Invierno
¿Cuánto, años, meses o semanas? Ya no lo recuerdo. En fin, me alegro de
que nos hayamos visto otra vez. Cierto es que tenía muchas ganas de verte.
¿Cómo te va la vida? Ya es que no sé nada de ti. Nos separamos en el tiempo
hace ya mucho. ¿Te acuerdas? En aquella rotonda, la del parque que te gustaba
tanto, donde quedábamos siempre.
¡Qué recuerdos aquellos! Todos los días nos veíamos y echábamos una
parrafada mientras caminábamos. Y si llovía o no nos apetecía nos íbamos al
café de los asientos de rayas azules. Y nos tomábamos algo. Y hablábamos sobre
lo que nos iba a deparar la vida, o el
destino. O también de lo que nos había pasado desde la última vez que nos
habíamos visto. Y, porqué no, de nuestros sueños y de nuestro pasado; de
nuestras familias y antepasados, y de muchas otras cosas. Cabía lugar así mismo
para los temas más actuales. ¡Cómo te ponías cuando discutíamos sobre lo que
nos diferenciaba! Yo siempre elegía el negro, y tú siempre el blanco. Y te
enfadabas. Porque no comprendías porqué escogía el negro. Y yo te decía cada
vez que me mirabas con cara extraña que nunca me iba a gustar el blanco, y que
a ti jamás te gustaría el negro. Porque éramos tan distintos… y tú tampoco
entendías eso. Y cuando no entendías algo me sonreías, enseñándome mucho los
dientes, de oreja a oreja, como el gato Risón, el de Alicia. ¡Cómo te gustaba
ese gato! Sonreías como él. Y mientras intentabas comprender el porqué de las
cosas, yo me preguntaba porqué sonreías así. Y tú siempre me respondías que
puede haber un gato que no tenga sonrisa, pero que nunca me iba a encontrar una
sonrisa sin gato. Y entonces era yo el que sonreía, y sonreías tú también. Y
cuando eso sucedía la gente nos miraba raro. Siempre nos pasaba eso. Y nosotros
mirábamos a la gente también. Porque nos parecía raro que les extrañara ver a
otra persona reírse. Y les regalábamos una sonrisa, amistosa, verdadera y
sincera. Alguna vez no nos devolvían la sonrisa, pero muchas otras sí.
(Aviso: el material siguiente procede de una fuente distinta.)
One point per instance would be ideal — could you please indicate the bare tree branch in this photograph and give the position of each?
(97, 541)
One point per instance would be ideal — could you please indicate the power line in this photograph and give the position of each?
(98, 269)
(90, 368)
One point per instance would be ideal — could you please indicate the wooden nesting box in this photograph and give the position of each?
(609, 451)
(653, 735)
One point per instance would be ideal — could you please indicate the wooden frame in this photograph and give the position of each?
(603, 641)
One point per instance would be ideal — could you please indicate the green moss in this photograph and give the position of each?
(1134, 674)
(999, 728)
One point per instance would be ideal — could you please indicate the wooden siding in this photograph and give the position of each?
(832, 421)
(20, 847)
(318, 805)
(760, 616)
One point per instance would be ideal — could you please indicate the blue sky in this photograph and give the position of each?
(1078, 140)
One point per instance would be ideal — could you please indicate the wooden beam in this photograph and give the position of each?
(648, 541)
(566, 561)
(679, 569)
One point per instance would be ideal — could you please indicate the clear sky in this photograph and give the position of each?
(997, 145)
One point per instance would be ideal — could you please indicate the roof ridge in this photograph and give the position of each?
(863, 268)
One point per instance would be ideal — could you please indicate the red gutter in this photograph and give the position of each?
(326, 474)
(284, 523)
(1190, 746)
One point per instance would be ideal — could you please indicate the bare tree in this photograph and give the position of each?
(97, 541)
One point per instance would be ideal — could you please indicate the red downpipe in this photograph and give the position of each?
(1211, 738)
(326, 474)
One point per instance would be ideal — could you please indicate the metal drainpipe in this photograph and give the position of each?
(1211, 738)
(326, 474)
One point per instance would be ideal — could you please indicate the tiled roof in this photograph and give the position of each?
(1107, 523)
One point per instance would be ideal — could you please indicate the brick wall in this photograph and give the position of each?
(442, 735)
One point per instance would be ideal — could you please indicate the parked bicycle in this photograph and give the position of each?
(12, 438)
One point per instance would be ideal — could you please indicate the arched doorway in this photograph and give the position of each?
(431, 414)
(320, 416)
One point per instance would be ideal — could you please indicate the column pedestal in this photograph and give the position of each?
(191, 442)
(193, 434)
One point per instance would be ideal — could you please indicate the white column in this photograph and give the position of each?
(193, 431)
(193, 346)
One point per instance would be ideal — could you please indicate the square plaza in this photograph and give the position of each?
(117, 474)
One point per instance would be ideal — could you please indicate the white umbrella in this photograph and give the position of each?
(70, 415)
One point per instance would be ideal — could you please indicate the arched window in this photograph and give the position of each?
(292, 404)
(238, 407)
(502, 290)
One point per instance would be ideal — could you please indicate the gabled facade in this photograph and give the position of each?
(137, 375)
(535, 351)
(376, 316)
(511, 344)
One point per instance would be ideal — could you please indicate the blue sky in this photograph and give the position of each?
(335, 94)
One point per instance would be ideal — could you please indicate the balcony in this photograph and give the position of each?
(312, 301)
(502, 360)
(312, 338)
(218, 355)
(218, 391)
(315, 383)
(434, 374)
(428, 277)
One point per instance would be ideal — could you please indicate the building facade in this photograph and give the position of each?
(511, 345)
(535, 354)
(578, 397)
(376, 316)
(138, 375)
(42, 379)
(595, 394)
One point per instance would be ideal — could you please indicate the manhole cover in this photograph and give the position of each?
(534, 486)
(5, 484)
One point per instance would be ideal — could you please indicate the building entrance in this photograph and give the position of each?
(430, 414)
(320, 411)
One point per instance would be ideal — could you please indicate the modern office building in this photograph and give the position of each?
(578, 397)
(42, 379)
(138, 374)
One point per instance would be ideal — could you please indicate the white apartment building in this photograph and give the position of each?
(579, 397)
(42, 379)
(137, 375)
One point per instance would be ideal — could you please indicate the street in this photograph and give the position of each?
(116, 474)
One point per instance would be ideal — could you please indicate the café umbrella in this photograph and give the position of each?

Comprendíamos a la vez entonces que debemos regalar una sonrisa a la otra
persona, sea quien sea, porque no nos vamos a arrepentir, y tal vez esa persona
nos la devuelva, como muestra de gratitud, porque no cuesta hacerle un poco más
feliz el día a otro ser humano. Cuando nos poníamos a filosofar sobre los
valores de la vida siempre acabábamos en este punto. En la sonrisa, en la risa
y en la felicidad. Si estábamos en el café de los asientos con rayas azules y
estábamos pensando y recapacitando sobre el mundo nos poníamos en una mesa
alejada, para que no nos molestasen. Siempre coincidíamos en estos días.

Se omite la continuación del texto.